L’inizio di una nuova era che, pertanto, ella non avrebbe potuto che avere più che ragione a voler posticipare il più a lungo possibile, concedendo al proprio sonno di proseguire il più a lungo possibile... se soltanto, fra le molte responsabilità delle quali ella si era fatta carico non avesse a dover essere anche riconosciuta la maternità di due meravigliosi figli, oltre che, per la cronaca, di due nipoti, figlie della propria defunta, e or ritornata, gemella Nissa Bontor. Ma se Mera Ronae e Namile, le sue nipoti, a loro volta gemelle, di certo non avrebbero avuto motivazione utile per avventurarsi nella sua stanza di propria iniziativa, costringendola a risvegliarsi; al contrario Tagae Nivre e Liagu Ras’Meen, i suoi figli, non avrebbero avuto motivazione alcuna per non avventurarsi nella sua stanza di propria iniziativa, soprattutto dopo una tanto prolungata assenza di lei dalle loro vite, e un’assenza che, dopotutto, non avrebbe potuto ovviare a condurre seco un pesante bagaglio emotivo di ansie e paure, nel timore, fosse anche relegato nel subconscio, che ella potesse non tornare più.
« Mamma... mamma...! »
Due voci squillanti, come solo quelle dei bambini sanno essere, costrinsero la signora di Kriarya a riaprire allora gli occhi, per un fugace istante in stato d’allarme, pronta al peggio, salvo poi avere immediatamente a placarsi nel confronto con i loro visi, i loro sguardi, e l’evidenza concreta di quanto, quei due adorabili pargoli, desiderassero soltanto poterle offrire il proprio buongiorno, del tutto inconsapevoli di quanto, in verità, ella avrebbe quietamente continuato a dormire almeno per un altro paio di ore, o forse più, se soltanto non fosse stata in tal maniera costretta a ritrovare violento contatto con la realtà.
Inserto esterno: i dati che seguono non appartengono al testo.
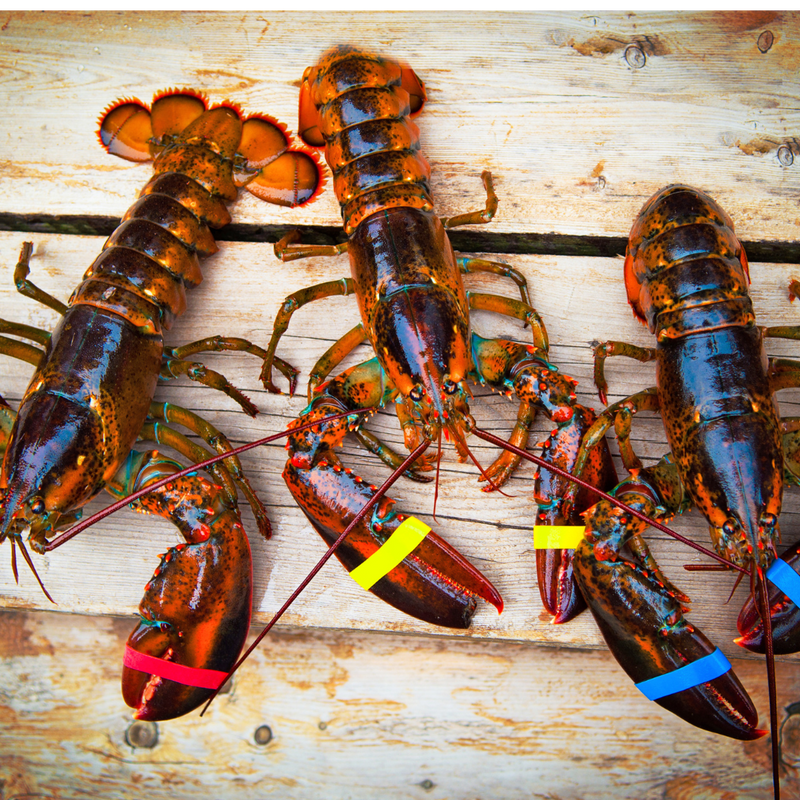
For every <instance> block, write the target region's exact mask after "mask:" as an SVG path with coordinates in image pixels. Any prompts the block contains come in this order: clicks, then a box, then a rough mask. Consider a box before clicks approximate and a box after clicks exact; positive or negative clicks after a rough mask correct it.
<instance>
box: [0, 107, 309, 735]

« ... e papà non lo salutate...?! Che poi è geloso... » sorrise assonnata, e divertita, la donna guerriero, scuotendo appena il capo e affondando, fugacemente, il volto nel proprio guanciale, con un gesto trasparente di tutta la pigrizia che in quel momento la stava dominando.
« ... papà lo hanno sempre a disposizione... è la mamma che si diverte a latitare... » puntualizzò allora la voce di Be’Sihl, sopraggiungendo in maniera puntuale a commento di quel tentativo da parte sua di reindirizzare verso di lui l’entusiasmo dei due bambini, nel dimostrare in tal maniera di essersi a sua volta ridestato per quanto, con maggiore pigrizia rispetto a lei, non avendo neppure fatto atto di aprire gli occhi per porsi a confronto con il mondo esterno.
« ... disse l’uomo che è stato per vent’anni lontano da casa... » commentò ella, con tono scherzosamente polemico a suo discapito, cercando di dimostrare quanto, da parte propria, quella questione non avesse a rappresentare ragione alcuna di dramma, ma potesse essere quietamente considerata parte della loro pur abitualmente folle quotidianità.